You might be wondering is this just a language problem? What if we were to define the categories more thoroughly? Let us say, we agree to define “extremely bitter” as the taste that one gets while eating bitter guard without removing the seeds. Again, how bitter this feels to one person could be entirely different from another. The problem still doesn’t go away because there is no way to standardise subjective experiences. We can all agree to call a certain vegetable that looks a certain way “bitter guard”, but we can never know if we all feel the same level of bitterness while eating it because we have no access to each other’s experiences. There is no method to verify and agree on something.


If the subjective methods have so many flaws, why use them at all? Why not just stick with the objective, verifiable measures? Or use both? There are several problems. But, the chief among them can be understood by going back to the example at the beginning: the person with the anomalous brain. If we were to ask this person to press SPACE every time they see “red”, they would behave exactly as any other person would. Even though what they are experiencing as “red” is vastly different from another person. This aspect of the person’s consciousness is getting discarded if we solely rely on their external behaviour and this doesn’t seem right.
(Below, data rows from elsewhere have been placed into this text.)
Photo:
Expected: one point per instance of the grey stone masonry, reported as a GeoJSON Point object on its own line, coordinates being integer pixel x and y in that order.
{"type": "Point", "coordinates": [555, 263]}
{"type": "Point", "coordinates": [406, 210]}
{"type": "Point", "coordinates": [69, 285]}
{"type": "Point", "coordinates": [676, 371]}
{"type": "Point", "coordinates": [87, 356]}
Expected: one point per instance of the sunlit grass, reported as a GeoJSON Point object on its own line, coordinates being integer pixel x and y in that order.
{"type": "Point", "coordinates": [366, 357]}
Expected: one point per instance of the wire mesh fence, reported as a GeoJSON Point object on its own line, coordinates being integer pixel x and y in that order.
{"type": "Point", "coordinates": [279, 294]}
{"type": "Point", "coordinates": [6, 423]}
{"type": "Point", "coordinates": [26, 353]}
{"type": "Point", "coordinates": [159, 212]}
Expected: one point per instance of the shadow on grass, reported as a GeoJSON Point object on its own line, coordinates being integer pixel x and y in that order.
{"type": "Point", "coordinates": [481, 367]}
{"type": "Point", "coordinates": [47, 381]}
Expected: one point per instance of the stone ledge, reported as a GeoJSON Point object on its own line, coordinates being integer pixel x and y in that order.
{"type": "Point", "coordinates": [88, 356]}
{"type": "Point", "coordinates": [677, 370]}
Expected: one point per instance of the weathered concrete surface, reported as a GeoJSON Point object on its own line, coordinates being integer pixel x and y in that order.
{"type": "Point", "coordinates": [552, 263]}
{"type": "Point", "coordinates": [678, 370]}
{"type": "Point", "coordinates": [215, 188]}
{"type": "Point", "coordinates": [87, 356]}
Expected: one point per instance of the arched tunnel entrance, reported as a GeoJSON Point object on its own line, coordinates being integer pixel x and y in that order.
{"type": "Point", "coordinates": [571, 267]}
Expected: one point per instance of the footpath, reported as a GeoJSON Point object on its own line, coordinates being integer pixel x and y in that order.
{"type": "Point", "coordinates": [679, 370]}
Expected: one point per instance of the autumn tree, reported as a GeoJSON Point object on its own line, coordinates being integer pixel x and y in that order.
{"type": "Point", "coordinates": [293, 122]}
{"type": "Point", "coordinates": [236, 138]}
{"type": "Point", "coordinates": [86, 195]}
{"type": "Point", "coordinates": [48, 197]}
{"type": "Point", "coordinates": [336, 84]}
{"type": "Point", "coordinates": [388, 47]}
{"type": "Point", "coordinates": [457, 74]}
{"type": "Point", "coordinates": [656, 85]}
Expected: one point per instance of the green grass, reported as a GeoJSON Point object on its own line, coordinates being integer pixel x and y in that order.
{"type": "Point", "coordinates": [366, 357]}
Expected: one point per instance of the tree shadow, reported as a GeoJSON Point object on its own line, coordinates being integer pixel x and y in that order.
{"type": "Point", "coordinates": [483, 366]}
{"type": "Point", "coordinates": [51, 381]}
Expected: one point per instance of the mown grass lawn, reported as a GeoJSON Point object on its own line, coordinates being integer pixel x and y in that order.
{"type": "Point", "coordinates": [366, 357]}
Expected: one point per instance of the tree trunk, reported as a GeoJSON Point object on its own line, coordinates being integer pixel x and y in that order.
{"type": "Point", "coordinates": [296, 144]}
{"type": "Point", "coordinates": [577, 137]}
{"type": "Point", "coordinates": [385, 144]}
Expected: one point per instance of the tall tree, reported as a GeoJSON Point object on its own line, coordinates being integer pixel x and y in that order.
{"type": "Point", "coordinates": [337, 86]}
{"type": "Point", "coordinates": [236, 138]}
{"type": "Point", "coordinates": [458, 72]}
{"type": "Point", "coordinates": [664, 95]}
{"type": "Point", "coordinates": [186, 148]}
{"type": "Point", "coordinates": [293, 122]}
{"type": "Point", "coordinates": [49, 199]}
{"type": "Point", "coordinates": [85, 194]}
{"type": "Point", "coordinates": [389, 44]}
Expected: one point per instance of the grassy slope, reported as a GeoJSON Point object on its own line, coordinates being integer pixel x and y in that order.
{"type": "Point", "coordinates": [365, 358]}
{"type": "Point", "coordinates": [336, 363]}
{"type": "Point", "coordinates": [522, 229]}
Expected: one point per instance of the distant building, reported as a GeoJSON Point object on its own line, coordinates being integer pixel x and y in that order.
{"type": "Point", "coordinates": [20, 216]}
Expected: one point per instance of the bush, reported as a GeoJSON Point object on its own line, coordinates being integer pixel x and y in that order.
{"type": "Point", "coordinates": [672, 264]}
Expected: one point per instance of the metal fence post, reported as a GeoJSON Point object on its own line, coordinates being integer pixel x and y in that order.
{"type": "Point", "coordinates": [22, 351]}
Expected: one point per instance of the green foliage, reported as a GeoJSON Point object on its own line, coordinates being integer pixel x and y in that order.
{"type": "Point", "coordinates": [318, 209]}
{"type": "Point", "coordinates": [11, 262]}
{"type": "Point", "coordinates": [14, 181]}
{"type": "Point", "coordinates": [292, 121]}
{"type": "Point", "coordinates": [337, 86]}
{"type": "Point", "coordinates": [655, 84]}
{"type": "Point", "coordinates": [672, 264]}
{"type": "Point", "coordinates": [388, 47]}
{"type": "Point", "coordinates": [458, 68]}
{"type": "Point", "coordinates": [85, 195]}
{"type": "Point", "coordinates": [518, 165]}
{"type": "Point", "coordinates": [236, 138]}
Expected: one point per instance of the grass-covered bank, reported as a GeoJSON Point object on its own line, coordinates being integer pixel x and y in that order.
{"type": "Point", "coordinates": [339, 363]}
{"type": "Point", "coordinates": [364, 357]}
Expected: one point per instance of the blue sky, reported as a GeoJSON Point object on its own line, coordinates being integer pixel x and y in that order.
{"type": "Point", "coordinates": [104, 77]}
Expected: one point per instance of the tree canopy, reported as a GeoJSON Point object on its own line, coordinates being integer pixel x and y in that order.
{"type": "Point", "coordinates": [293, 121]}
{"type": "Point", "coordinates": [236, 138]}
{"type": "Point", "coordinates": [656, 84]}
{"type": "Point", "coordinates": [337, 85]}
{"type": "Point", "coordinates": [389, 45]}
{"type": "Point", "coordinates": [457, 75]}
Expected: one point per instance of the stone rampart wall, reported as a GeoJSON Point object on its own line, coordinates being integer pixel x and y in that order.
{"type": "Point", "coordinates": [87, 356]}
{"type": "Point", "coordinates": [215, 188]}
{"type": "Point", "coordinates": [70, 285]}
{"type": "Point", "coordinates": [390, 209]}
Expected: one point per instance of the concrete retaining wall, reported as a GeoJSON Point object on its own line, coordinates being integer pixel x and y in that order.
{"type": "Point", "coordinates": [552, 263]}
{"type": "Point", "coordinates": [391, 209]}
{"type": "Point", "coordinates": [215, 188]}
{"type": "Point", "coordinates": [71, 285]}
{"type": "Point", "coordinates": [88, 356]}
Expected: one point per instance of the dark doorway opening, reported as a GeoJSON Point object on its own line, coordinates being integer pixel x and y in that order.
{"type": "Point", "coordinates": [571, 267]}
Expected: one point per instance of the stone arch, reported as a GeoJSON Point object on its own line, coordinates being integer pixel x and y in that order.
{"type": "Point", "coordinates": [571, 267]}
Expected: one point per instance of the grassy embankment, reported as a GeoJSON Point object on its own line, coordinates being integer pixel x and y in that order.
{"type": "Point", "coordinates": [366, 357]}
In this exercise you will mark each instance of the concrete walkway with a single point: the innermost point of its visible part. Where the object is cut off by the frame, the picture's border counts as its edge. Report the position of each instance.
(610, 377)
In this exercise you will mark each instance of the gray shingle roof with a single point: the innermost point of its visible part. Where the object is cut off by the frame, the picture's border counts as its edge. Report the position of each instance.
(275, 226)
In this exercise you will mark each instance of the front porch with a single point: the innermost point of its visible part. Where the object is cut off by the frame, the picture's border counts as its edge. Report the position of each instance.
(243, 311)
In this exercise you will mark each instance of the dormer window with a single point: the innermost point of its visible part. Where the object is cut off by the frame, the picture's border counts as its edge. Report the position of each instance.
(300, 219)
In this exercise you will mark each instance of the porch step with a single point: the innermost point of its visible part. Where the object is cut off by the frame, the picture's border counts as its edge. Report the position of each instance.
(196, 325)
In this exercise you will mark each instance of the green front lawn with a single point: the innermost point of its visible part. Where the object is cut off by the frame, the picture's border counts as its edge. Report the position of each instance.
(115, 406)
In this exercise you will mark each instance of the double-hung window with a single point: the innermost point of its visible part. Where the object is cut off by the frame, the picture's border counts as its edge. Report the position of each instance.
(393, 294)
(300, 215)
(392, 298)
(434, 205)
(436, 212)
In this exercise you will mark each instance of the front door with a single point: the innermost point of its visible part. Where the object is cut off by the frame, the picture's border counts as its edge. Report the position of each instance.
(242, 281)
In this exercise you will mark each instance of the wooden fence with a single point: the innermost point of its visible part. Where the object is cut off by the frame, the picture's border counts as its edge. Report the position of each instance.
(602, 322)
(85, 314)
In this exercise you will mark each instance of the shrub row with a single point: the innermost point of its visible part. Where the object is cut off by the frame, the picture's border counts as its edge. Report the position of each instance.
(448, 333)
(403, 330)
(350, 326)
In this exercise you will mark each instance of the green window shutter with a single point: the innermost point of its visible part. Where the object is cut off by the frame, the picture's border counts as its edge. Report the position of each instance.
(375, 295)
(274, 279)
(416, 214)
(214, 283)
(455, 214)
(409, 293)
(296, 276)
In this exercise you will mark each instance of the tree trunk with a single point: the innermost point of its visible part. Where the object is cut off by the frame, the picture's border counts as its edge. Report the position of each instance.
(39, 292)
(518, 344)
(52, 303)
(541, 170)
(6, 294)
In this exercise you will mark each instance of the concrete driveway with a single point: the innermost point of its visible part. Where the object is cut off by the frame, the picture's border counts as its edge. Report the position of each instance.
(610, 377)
What is the solution then?


In essence, this conflict boils down to one question: What is the best way to study the human mind? Asking the individual who carries that mind or relying on that individual’s external behaviour? This tension between first-person approaches and finding “objective” ways to measure behaviour is not new and has existed for centuries. Some of the earliest psychologists like William James and Wilhelm Wundt regarding introspection as one of the primary methods of investigating the human mind. This attitude towards psychology was replaced later by what is known as behaviourism according to which individual human behaviour can be scientifically studied like any other natural phenomena without appealing to internal mental activity. The rise of behaviourism can be traced to the desire of people studying the mind wanting to make psychology more like the natural sciences and only study what is directly observable. Since subjective states can't be directly observed, it was considered unnecessary or unimportant to study them.

This also brings us to another crucial point: this conflict between objective and subjective methods has relevance only if you believe that subjective experiences are something to be taken seriously. Dan Dennett - a philosopher who opposes such first-person approaches to cognitive science - does not believe so. For over 50 years, Dennett has been tirelessly arguing that focusing too much on subjective aspects of consciousness - referred to as qualia (https://plato.stanford.edu/entries/qualia/) by philosophers - is a waste of time. His point is that this deep sense that we humans have of being conscious and feeling things is pretty much an illusion. There is nothing magical about it and it is certainly within the bounds of empirical science to explain it. Thus, he terms first-person approaches as a fantasy that we need not indulge in - whatever we need to understand the mind can be known through objective methods.


So, to answer the question is one method better than the other? we don’t know yet. Understanding consciousness remains one of the hardest problems in science. There are no easy answers. But surely, we need all the data we can possibly gather to really know how the mind works. So, for now, the best bet might be not to try to make it more like physical sciences or philosophy, but accept that maybe it is a bit of many things.